Series background & context
Slab City Blues is Ryan's foray into SF noir, set in a future where humanity has built vast habitats in orbit and fought a bloody war to win independence from Earth. The Slab itself is a grimy, overbuilt station where sweat falls in rain, rats grow unnervingly large, and the gene spliced and dispossessed scrape by in its stacked streets.
At the centre of these stories is Alex McLeod, a disfigured war veteran turned inspector who carries the scars of the independence struggle in his body and his temperament. He is good at his job, bad at politics, and entirely willing to bend rules when justice demands it. The cases he takes on force him to walk a thin line between the law and his own, often brutal, instincts.

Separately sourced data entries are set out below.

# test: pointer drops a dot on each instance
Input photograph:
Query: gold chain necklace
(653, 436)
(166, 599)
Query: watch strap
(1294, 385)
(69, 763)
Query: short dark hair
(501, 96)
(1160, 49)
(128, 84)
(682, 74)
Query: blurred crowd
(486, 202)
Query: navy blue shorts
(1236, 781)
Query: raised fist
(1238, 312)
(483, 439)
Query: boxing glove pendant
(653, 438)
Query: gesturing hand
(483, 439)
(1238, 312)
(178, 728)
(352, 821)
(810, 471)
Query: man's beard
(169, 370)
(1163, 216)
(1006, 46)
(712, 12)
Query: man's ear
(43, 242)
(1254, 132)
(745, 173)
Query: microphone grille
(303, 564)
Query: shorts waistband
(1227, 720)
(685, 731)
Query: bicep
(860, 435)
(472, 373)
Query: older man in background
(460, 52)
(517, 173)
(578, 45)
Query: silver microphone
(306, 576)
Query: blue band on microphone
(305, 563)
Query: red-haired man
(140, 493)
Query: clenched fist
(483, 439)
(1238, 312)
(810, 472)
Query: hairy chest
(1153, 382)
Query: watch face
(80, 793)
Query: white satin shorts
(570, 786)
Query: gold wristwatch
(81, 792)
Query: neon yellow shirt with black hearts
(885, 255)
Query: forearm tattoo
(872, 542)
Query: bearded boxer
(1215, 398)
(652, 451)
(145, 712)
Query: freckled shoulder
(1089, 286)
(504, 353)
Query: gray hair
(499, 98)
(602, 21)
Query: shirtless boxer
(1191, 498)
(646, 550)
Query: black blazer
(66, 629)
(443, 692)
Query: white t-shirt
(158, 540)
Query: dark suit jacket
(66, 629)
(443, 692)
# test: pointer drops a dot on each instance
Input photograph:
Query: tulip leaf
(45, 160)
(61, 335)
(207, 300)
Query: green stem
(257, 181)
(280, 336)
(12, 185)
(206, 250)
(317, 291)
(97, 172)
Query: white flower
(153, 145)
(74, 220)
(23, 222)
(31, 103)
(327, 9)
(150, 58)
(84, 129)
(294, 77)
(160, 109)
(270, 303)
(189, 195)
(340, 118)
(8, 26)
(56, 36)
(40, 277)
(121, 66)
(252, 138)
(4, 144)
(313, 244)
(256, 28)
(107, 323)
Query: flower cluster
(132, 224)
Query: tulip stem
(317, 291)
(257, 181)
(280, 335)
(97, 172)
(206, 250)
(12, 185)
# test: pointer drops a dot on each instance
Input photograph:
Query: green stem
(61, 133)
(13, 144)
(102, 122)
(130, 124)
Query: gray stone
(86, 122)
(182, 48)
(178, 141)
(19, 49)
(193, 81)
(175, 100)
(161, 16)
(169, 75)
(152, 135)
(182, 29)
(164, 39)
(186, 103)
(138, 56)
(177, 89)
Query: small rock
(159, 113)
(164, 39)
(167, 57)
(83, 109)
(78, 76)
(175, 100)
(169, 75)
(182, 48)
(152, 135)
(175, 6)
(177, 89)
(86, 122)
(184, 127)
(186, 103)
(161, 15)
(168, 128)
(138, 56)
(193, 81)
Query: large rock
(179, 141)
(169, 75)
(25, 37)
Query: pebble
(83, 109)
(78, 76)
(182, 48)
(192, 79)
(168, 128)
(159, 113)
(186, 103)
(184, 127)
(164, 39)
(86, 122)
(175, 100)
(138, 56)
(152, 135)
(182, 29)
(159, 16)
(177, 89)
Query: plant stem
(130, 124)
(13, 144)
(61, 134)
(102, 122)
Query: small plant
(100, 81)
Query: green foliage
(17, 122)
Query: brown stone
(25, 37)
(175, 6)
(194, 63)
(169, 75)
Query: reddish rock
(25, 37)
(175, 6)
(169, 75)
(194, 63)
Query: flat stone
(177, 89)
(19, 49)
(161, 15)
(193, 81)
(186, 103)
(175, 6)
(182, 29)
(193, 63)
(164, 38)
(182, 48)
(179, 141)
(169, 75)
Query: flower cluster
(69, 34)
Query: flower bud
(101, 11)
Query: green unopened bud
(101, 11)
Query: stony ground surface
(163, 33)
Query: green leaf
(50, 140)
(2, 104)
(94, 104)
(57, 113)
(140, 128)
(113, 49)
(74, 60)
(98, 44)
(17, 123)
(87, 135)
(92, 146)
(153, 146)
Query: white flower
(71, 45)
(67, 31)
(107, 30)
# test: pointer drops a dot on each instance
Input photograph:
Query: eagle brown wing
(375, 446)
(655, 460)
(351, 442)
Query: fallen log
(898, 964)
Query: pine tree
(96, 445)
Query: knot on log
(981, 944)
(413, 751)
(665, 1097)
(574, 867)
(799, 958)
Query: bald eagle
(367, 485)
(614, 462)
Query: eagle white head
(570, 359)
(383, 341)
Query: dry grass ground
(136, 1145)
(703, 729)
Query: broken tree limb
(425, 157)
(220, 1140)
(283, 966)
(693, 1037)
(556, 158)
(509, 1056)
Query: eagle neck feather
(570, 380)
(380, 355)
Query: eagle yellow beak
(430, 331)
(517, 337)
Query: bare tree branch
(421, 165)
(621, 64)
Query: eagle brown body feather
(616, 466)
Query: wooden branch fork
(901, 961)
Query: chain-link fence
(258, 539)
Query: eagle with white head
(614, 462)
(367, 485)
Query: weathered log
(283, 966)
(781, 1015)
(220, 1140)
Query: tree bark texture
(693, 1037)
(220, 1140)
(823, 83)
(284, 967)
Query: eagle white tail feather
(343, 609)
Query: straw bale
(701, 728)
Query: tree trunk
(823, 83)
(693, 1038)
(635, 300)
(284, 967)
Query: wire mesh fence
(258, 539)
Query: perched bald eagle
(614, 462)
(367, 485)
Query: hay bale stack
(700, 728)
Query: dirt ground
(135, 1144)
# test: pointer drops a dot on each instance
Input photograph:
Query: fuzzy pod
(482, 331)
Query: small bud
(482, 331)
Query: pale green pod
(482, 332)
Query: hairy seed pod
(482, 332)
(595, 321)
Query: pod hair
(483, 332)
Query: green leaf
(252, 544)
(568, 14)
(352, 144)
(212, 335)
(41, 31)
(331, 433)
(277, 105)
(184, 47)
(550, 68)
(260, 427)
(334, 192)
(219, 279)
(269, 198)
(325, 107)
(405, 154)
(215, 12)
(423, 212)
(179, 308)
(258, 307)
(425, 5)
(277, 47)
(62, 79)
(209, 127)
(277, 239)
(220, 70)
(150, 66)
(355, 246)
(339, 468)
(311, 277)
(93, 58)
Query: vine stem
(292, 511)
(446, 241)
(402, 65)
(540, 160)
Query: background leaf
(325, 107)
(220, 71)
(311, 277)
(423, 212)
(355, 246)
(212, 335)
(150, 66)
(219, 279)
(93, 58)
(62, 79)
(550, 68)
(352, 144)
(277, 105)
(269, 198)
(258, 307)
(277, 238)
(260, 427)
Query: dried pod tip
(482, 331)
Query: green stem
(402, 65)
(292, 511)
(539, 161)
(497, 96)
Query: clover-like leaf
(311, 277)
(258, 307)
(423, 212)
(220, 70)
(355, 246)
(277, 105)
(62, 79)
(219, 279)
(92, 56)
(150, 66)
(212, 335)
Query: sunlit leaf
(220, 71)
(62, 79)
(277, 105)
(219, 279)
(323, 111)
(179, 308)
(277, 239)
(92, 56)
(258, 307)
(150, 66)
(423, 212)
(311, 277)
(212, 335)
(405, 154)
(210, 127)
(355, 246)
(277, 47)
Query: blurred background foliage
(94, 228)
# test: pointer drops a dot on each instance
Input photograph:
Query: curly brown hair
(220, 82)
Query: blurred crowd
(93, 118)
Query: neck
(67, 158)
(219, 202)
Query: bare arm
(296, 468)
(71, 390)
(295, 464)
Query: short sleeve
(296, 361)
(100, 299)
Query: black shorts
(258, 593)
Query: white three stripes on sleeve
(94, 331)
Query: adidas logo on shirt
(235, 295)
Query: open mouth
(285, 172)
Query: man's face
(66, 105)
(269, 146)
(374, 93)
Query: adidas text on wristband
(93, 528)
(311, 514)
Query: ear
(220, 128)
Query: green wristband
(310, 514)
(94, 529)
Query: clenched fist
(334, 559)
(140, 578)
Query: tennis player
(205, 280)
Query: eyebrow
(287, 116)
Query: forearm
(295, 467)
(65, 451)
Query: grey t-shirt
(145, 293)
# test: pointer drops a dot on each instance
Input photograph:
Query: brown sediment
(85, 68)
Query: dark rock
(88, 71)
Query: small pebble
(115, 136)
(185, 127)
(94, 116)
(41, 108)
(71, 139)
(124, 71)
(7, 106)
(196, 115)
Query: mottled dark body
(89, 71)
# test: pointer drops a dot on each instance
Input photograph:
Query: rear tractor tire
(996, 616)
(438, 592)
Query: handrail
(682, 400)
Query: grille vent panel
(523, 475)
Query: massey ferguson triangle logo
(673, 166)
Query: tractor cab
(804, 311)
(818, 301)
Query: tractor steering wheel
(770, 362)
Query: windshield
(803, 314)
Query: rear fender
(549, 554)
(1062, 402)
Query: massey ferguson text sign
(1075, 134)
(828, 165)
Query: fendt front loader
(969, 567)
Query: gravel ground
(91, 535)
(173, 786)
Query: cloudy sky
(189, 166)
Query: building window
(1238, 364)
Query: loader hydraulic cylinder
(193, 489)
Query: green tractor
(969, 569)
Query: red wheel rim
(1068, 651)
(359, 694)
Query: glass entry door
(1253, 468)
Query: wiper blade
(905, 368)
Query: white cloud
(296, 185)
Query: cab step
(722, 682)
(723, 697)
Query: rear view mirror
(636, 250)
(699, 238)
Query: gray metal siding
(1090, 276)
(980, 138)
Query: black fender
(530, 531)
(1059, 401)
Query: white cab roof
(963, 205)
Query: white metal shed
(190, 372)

The opening tale, "Slab City Blues", drops Alex into the hunt for a clawed stranger who is murdering assassins on the station. It feels like a classic hard boiled mystery, only with monofilament blades, smart guns, and gene tweaked muscle standing in for trench coats and fedoras. "A Song for Madame Choi" pushes deeper into the Slab's underworld as Alex reluctantly joins forces with a powerful drug dealer to find a kidnapped girl.
"A Hymn to Gods Long Dead" widens the scope by introducing a vampire with an unnerving interest in ancient myth and a killer who stages murders as bloody rituals. As Alex's career stumbles under accusations of excessive force, the line between supernatural horror and advanced biotech begins to blur. In "The Ballad of Bad Jack", the action spills into the Asteroid Belt, where a feared pirate's biggest job collides with Alex's own mission and his suppressed war programming.
The novel length "An Aria for Ragnarok" brings many of these threads to a head. Alex, now head of Special Homicide, seizes an opportunity to finally bring down Mr Mac, the Confederation's most untouchable crime boss. A seemingly straightforward murder investigation cracks open a wider conspiracy that threatens not just the Slab but the fragile peace the free states bled to win, forcing Alex into the one place he swore never to return: Earth.
Across the series, readers can expect fast paced plots, sardonic humour, and a cast of criminals, cops, vampires, and worse. The tone is unapologetically pulpy, yet the stories still find room to explore trauma, inequality, and the messy aftermath of revolution. Each entry stands alone, but they build a larger portrait of a man and a city that refuse to give in.